Steel is a global product with well-integrated supply chains whose lead markets include construction, automotive industries, and mechanical engineering. The iron and steel industries are responsible for 7-9 per cent of greenhouse gas (GHG) emissions globally.
In the EU, these emissions are subject to the Emissions Trading System (EU ETS), where the iron and steel industries benefit from the free allocation of emission allowances. The mechanism brings an additional income source to steel producers.

From 2026 onwards, however, the free allocations will be phased out, as the carbon border adjustment mechanism (CBAM) phases in. While it creates a level playing field for the EU market participants, steel exports to third countries are at risk. Further export evaluation will be needed before 2026.

What’s more, most steel makers also own or operate power plants to produce heat and power for the steel production process. These energy production entities already see a massive shortage of free allocation.
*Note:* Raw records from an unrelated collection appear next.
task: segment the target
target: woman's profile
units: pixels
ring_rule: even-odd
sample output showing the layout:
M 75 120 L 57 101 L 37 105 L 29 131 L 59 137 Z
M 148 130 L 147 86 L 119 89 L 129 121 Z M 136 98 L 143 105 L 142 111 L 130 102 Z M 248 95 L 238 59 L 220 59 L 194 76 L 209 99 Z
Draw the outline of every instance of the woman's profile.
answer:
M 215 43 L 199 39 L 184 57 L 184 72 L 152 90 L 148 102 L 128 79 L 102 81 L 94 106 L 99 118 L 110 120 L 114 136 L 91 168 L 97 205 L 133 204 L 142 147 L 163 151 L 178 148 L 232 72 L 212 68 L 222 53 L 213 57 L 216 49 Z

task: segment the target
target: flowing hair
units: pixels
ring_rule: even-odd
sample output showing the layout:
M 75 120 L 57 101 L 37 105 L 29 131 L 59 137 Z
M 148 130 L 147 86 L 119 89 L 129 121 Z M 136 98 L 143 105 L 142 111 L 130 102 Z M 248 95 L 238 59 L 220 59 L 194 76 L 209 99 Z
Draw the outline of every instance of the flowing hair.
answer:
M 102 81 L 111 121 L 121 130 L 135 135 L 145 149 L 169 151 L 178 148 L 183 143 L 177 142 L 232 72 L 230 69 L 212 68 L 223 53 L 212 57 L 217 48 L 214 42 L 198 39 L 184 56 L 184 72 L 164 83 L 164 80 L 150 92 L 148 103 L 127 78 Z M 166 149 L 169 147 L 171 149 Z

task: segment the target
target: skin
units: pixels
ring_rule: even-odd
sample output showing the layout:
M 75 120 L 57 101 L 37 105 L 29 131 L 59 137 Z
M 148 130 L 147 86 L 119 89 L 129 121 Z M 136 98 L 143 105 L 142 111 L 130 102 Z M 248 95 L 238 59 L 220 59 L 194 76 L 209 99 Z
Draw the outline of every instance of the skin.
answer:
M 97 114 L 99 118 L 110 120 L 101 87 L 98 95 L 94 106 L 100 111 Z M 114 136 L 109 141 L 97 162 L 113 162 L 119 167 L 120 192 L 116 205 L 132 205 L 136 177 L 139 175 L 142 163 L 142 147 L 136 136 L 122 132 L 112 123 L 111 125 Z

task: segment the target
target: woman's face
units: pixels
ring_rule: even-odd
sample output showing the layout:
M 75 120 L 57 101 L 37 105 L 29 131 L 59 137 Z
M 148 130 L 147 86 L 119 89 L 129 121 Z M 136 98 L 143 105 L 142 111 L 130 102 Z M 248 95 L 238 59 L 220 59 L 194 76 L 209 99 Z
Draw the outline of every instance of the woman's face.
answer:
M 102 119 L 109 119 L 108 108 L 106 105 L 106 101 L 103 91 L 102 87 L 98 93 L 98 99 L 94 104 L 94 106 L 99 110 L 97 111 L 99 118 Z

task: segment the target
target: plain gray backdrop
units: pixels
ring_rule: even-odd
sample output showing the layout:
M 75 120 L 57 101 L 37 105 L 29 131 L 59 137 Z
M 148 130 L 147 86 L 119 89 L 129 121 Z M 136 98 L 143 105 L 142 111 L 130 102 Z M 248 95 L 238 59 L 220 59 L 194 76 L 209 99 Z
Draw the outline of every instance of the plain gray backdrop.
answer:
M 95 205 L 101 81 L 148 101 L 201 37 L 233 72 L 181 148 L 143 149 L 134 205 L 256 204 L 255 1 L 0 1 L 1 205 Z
The low proportion of transportation costs in the final price of steel products enables long-distance transport from price-competitive regions. Hence, the global competition may raise concerns about the future of European producers. Since 2016, the EU has become a net importer of final steel products, and the trend is intensified annually.
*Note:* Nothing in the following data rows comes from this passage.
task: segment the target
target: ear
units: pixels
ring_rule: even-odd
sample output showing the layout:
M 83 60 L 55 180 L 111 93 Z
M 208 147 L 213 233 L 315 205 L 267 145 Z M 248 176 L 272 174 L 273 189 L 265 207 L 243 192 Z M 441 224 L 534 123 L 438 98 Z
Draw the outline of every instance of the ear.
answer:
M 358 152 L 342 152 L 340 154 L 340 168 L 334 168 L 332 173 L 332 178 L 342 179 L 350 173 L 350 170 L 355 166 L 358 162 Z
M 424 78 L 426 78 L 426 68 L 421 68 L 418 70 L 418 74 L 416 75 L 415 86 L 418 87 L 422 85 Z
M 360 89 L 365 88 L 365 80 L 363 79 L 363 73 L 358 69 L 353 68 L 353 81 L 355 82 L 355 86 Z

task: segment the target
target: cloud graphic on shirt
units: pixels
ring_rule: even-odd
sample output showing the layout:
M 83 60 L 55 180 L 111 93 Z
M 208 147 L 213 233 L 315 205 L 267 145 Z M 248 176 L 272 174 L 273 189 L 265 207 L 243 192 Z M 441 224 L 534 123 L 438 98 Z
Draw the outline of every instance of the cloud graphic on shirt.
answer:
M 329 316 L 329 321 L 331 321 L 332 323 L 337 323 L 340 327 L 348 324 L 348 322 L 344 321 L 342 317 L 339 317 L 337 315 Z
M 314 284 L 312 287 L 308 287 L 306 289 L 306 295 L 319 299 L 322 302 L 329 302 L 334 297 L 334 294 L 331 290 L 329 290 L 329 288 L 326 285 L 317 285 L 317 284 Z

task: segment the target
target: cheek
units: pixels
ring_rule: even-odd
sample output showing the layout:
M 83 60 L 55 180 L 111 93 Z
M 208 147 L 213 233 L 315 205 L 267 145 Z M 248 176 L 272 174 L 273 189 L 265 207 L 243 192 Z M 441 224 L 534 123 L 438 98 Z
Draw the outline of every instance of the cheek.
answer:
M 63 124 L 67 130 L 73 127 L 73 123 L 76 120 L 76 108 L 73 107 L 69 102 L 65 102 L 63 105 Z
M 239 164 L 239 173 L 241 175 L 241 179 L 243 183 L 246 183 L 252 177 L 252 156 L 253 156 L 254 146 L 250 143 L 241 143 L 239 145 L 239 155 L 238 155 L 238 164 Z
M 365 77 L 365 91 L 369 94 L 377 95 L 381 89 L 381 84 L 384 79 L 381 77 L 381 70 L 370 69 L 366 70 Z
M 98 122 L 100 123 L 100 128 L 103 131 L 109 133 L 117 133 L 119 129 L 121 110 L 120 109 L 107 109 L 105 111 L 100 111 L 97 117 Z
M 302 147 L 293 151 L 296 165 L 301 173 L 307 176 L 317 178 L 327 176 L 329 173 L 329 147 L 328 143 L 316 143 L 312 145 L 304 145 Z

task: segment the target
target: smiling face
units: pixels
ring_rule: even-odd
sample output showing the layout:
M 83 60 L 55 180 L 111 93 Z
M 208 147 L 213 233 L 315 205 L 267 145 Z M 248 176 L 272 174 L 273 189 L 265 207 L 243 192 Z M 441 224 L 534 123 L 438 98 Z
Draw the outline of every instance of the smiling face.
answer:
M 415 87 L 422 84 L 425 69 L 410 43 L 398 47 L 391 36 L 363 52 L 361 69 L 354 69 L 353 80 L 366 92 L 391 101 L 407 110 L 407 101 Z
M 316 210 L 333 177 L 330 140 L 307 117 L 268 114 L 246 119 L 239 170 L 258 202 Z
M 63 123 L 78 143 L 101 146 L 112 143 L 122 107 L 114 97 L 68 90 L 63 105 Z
While China has emerged as the most prominent steel player in recent years by influencing the global market with its domestic oversupply, the EU primarily relies on steel supplies from Turkey, India, South Korea and pre-war Russia and Ukraine.

In the V4 countries, five major steel producers lead the market, with several mid and small-sized companies complementing the iron and steel final products market. Overall, they add 3 per cent of total GHG emissions and less than 1 per cent of gross value added and employment in V4.

The industry achieves relatively low profitability and yet high energy- and emissions-intensity, which necessitates significant capital expenditure investments into novel technologies which are far from economic and far from operations at scale. At the same time, there is only one investment cycle to reach 2050 climate neutrality.

We highlight several deep-decarbonisation technologies, including carbon capture and storage, hydrogen-based direct reduction and electrification, for the iron and steel industries in the ISFC’s Sustainable Investment Roadmap and the hot-off-the-press Czech policy and financing roadmap for the hard-to-abate industries.

However, to make the transition successful for V4 producers, carbon pricing should be complemented with policies that will incentivise the low-carbon steel offtake. There are three critical areas where policies and lead market strategies could go a long way.

First, sectoral regulations and construction and building materials standards may increase the demand for low-carbon products regardless of the procurement type. Second, the lead markets can apply “green” procurement rules to lower their carbon footprint and position themselves as early adopters of sustainable practices. Third, policies regulating public procurement might set mandatory rules pushing the low-carbon materials offtake.
Granted, introducing new rules for steel products, and applying novel technologies to achieve low-carbon production will increase the unit production costs. While the iron and steel industries foresee massive investment needs, the price tags for a new flat or a car produced with low-carbon steel might witness only a small price change. Still, there are limits to what price increases can be absorbed by the customers, as price rises affect product competitiveness.

Sectoral strategy pathways in the V4 region would be beneficial. They would counter the uncertainty the iron and steel industries face. Without such pathways, there is no clear outlook for low-carbon steel demand through private and public procurement and end-use in construction and automotive.